Assignment 2: Chunking/Tagging

Assigned: February 8th, 2006
Due: February 15th, 2006

Specifications:


Goal:  Get used to Tagging/Chunking tools and their results with different types of corpora, as well as tagging/chunking problems.

1)  Obtain a  Tagger/Chunker  or a Tagger   and a Chunker, already trained (if it not trained you must train it)  and able(s) to tag/chunk English, using the  PennTreeBank Tagset (Brill's Tagset).

Here are some pointers (there are many more  resources out there):

                 Carafe  taggers  (Conditional Random Fields, MITRE) - pre-built for Linux with pre-trained POS and chunking models. Source code and additional documentation is available here
                 CoNLL  on Chunking with references  to  Chunking Literature and some scripts, some of these
                              scripts are also here
                 NLTK   Natural Language tools in python. You may want to use some of them.
                 YamCha  "a generic, customizable, and open source text chunker oriented toward a lot of NLP tasks,
                                such as POS tagging, Named Entity Recognition, base NP chunking, and Text Chunking."
                 CRF++  An open source implementation of Conditional Random Fields (CRFs) for segmenting/labeling sequential data.
                 You can download Brill's Tagger from here.
                
  

In your submission, briefly describe what kind of machinery (HMM, SVM, CRF), and what features/window it uses for each tasks.

2)  Tag  and  Chunk  the following texts, which are going to be the Gold Standards:

a)  WSJ  subset.     b) Genia Corpus    

The Texts are in the CoNLL format, it means that each line has  three columns.

Word    POS-TAG    CHUNK-TAG   (in IOB format). 


You have to take the   Words as input for your tagger  and probably the  the pairs of (Word POS-TAG) for the chunker.
You may need to write a script to transform the input of the  Gold Standard files to your tagger/chunker and to generate the output.

Your output for each file must have the same format and number of lines as the input.

In  Case you may need to Train your algorithms for  Chunking,  you can use the following training corpus:

                   CoNLL training

You must report:

i)   POS accuracy for Gold Standards   a) and b). 
ii)  You must also  report the  5 most frequent error dimensions (e.g. between VBD VBN) and their  incidence in the error rate  (porcentage)
iii) Chunking  Precision and Recall for  Verbal Chunks and Nominal Chunks:
    
     Where Precision is (for Nominal replace by Verbal to get the Verbal measures, and Produced refers to the output of the chunker):
  
       (Number of Correct Nominal Chunk Tags Produced) / (Number of Total Nominal Chunk Tags Produced)

     Where Recall is:
       (Number of Correct Nominal Chunk Tags Produced) / (Number of Total Nominal Chunk Tags in the Gold Standard)
 
   
3)   Select   an English  text of   no less than   500  words,  where  words are English words and punctuation characters, symbols after tokenizing  (about 3 paragraphs).  The whole assignment is individual, but each student must select a different Text, although different students may use the same tagger/chunker.
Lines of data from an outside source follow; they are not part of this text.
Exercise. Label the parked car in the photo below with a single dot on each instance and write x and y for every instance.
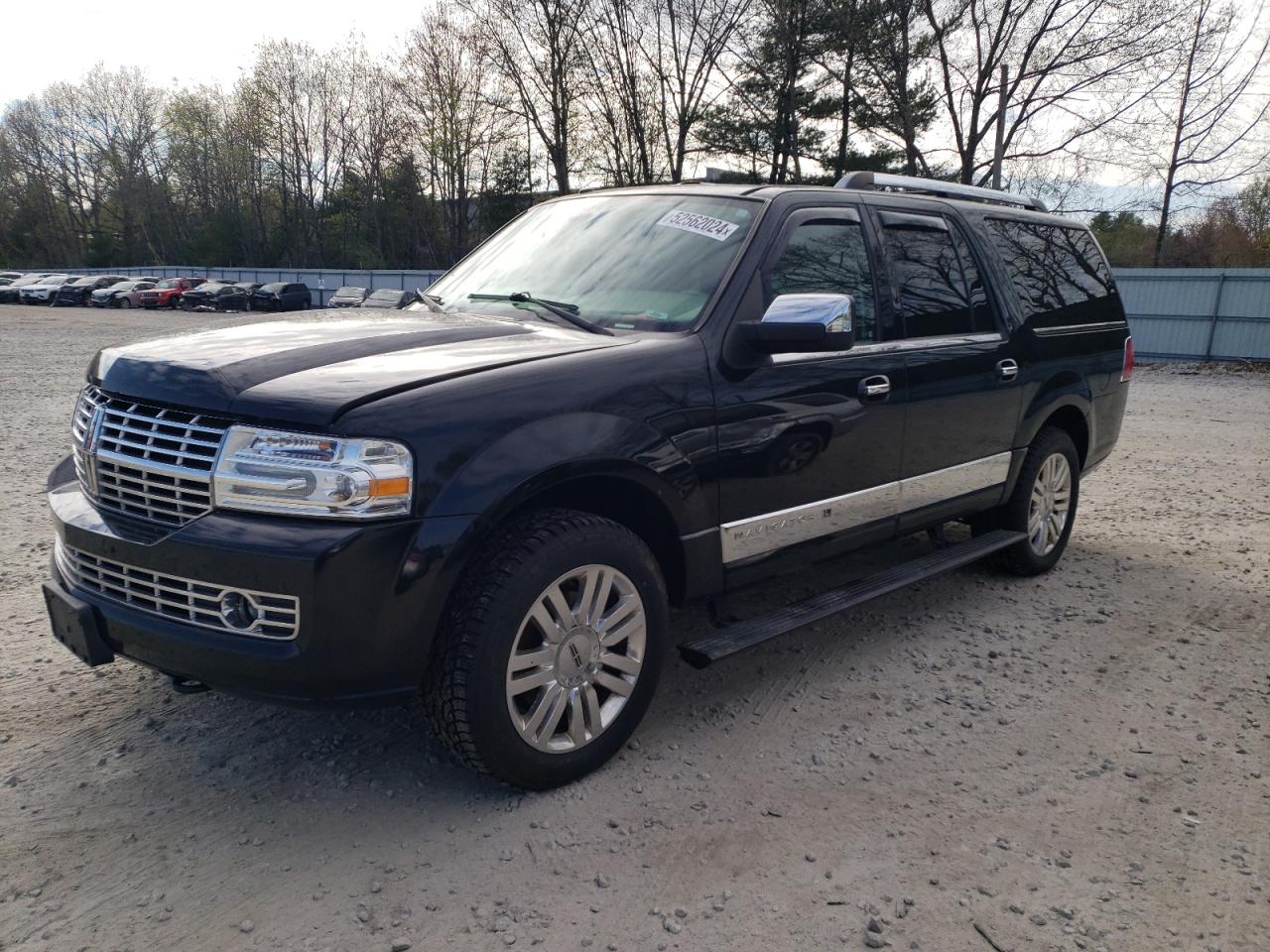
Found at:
(494, 497)
(348, 296)
(389, 298)
(42, 291)
(125, 294)
(10, 294)
(79, 291)
(282, 296)
(168, 293)
(216, 296)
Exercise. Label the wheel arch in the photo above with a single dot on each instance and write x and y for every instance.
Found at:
(615, 492)
(1067, 403)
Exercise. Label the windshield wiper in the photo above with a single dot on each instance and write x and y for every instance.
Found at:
(431, 301)
(568, 312)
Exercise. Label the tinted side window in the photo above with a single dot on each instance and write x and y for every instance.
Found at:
(937, 282)
(826, 255)
(1057, 272)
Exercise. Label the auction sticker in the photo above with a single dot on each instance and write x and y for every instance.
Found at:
(717, 229)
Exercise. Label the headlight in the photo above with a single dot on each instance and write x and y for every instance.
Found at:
(299, 474)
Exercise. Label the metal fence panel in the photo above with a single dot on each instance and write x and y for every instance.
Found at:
(1198, 313)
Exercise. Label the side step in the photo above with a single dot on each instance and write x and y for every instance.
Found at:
(754, 631)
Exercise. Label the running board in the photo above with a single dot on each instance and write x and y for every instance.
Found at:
(754, 631)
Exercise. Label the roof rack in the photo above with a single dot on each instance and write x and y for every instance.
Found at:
(933, 186)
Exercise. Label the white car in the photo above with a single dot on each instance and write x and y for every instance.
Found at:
(42, 291)
(122, 295)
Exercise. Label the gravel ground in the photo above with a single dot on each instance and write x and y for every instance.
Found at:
(1075, 762)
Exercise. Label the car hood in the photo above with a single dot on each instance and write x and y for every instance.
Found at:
(313, 368)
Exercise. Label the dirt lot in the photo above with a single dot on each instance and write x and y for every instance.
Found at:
(1076, 762)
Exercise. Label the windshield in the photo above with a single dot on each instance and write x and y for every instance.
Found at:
(626, 262)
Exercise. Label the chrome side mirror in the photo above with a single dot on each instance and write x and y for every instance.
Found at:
(803, 324)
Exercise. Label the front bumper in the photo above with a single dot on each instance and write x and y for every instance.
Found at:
(368, 597)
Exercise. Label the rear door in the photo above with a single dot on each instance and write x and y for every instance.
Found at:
(810, 444)
(961, 366)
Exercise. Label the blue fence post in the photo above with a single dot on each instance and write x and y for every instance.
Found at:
(1216, 316)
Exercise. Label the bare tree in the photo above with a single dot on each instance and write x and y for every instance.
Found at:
(1076, 67)
(454, 112)
(624, 91)
(538, 48)
(1213, 112)
(685, 46)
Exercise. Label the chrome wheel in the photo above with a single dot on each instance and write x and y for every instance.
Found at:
(1049, 506)
(575, 658)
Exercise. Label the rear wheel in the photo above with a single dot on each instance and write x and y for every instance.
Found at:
(1043, 504)
(552, 649)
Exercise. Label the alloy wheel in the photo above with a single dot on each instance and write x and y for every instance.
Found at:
(1049, 506)
(576, 656)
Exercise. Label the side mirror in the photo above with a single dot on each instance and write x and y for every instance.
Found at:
(797, 324)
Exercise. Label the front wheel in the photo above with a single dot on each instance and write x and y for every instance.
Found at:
(552, 649)
(1043, 504)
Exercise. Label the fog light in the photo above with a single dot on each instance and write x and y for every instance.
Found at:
(239, 611)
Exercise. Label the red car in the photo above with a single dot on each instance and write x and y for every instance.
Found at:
(167, 293)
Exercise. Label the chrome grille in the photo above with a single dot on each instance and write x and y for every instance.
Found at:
(187, 601)
(145, 461)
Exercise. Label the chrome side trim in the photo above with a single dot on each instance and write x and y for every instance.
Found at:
(931, 488)
(766, 534)
(1080, 329)
(893, 347)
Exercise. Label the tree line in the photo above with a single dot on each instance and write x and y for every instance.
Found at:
(334, 158)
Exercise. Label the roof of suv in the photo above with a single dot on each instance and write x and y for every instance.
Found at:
(767, 191)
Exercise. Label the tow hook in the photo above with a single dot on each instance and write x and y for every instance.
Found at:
(189, 685)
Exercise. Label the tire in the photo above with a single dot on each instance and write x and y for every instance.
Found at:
(1039, 553)
(471, 694)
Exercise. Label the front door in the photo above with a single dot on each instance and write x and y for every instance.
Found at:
(810, 444)
(961, 366)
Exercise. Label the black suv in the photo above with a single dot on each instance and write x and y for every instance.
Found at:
(282, 296)
(621, 402)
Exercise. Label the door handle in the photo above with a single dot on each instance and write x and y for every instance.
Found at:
(874, 388)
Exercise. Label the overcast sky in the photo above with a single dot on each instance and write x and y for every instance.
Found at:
(190, 44)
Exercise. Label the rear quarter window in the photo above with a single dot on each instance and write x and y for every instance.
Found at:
(1058, 273)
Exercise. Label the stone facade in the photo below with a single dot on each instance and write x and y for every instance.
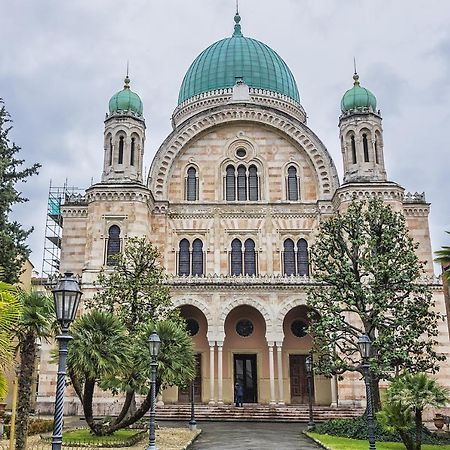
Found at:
(246, 129)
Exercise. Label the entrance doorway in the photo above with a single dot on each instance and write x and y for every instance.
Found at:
(185, 394)
(299, 380)
(246, 375)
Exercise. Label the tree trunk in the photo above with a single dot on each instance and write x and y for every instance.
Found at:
(27, 361)
(418, 420)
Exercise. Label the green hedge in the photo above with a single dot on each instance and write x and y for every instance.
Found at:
(357, 429)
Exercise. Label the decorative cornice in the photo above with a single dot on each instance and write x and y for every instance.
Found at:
(207, 100)
(320, 158)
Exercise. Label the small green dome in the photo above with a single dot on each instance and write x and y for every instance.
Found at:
(238, 58)
(358, 97)
(126, 100)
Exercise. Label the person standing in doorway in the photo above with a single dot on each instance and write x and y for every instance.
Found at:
(239, 394)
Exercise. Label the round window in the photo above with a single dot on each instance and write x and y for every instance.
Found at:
(192, 326)
(299, 328)
(244, 328)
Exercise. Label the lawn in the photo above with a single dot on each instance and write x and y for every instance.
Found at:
(339, 443)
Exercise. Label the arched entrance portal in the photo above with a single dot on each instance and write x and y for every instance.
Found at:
(197, 326)
(297, 346)
(246, 349)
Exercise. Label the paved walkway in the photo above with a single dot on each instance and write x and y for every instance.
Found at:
(252, 436)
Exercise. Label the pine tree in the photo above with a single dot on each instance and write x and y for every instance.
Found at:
(13, 248)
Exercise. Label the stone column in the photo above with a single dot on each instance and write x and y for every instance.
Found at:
(271, 375)
(211, 372)
(280, 374)
(334, 392)
(219, 373)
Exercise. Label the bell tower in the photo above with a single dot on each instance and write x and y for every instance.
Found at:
(361, 136)
(124, 138)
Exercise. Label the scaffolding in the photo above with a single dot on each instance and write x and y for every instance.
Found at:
(57, 196)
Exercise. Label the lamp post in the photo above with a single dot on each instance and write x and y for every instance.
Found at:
(365, 346)
(309, 373)
(67, 298)
(154, 343)
(192, 422)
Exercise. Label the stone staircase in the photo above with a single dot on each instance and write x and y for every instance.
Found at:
(255, 413)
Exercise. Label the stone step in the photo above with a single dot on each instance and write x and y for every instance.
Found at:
(257, 413)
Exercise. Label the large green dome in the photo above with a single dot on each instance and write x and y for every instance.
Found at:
(358, 97)
(238, 57)
(126, 100)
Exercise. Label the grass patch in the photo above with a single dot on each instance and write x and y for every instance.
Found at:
(120, 438)
(340, 443)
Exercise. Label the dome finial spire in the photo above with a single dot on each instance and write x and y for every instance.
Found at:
(127, 78)
(237, 19)
(355, 75)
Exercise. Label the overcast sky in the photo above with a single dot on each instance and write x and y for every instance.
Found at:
(61, 61)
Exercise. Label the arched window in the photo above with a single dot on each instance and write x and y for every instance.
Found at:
(230, 184)
(292, 183)
(365, 148)
(236, 257)
(197, 257)
(253, 184)
(132, 151)
(120, 159)
(289, 257)
(184, 258)
(302, 258)
(352, 139)
(376, 150)
(110, 152)
(113, 245)
(242, 183)
(191, 184)
(249, 257)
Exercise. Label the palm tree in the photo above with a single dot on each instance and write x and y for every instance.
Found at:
(37, 322)
(10, 310)
(443, 257)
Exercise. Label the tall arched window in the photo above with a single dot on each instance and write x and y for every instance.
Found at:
(365, 148)
(121, 143)
(292, 183)
(249, 257)
(132, 151)
(289, 257)
(302, 258)
(113, 245)
(253, 183)
(197, 257)
(191, 184)
(353, 144)
(236, 257)
(230, 184)
(242, 183)
(110, 152)
(184, 258)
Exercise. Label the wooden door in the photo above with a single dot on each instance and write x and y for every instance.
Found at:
(299, 381)
(185, 394)
(245, 374)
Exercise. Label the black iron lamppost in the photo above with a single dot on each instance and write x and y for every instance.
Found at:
(154, 344)
(192, 422)
(309, 374)
(67, 298)
(365, 346)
     a)   Indicate the source, type of text (literature, scientific, etc.)
     b)   Annotate  the text with  POS, and Nominal and Verbal CHUNKING  Tags  (all the other  elements  outside a chunk get the   O  tag -it is a capital o, not a zero).
           You can do this, by first running your tagger and chunker.  But you have to   CORRECT MANUALLY  the tags.
           Chunking  Tags do not have to  include prepositions.   They should include coordinate nouns inside a noun phrase, but not
           coordinated noun phrases  (e.g.   the book and the pencil are two chunks:  [the book] and [the pencil].
     c)   Report   Tag accuracy of your tagger and Noun and Verbal Precision and Recall for your chunker.)

4) Submit your annotated text, together with your report on each of the above mentioned items.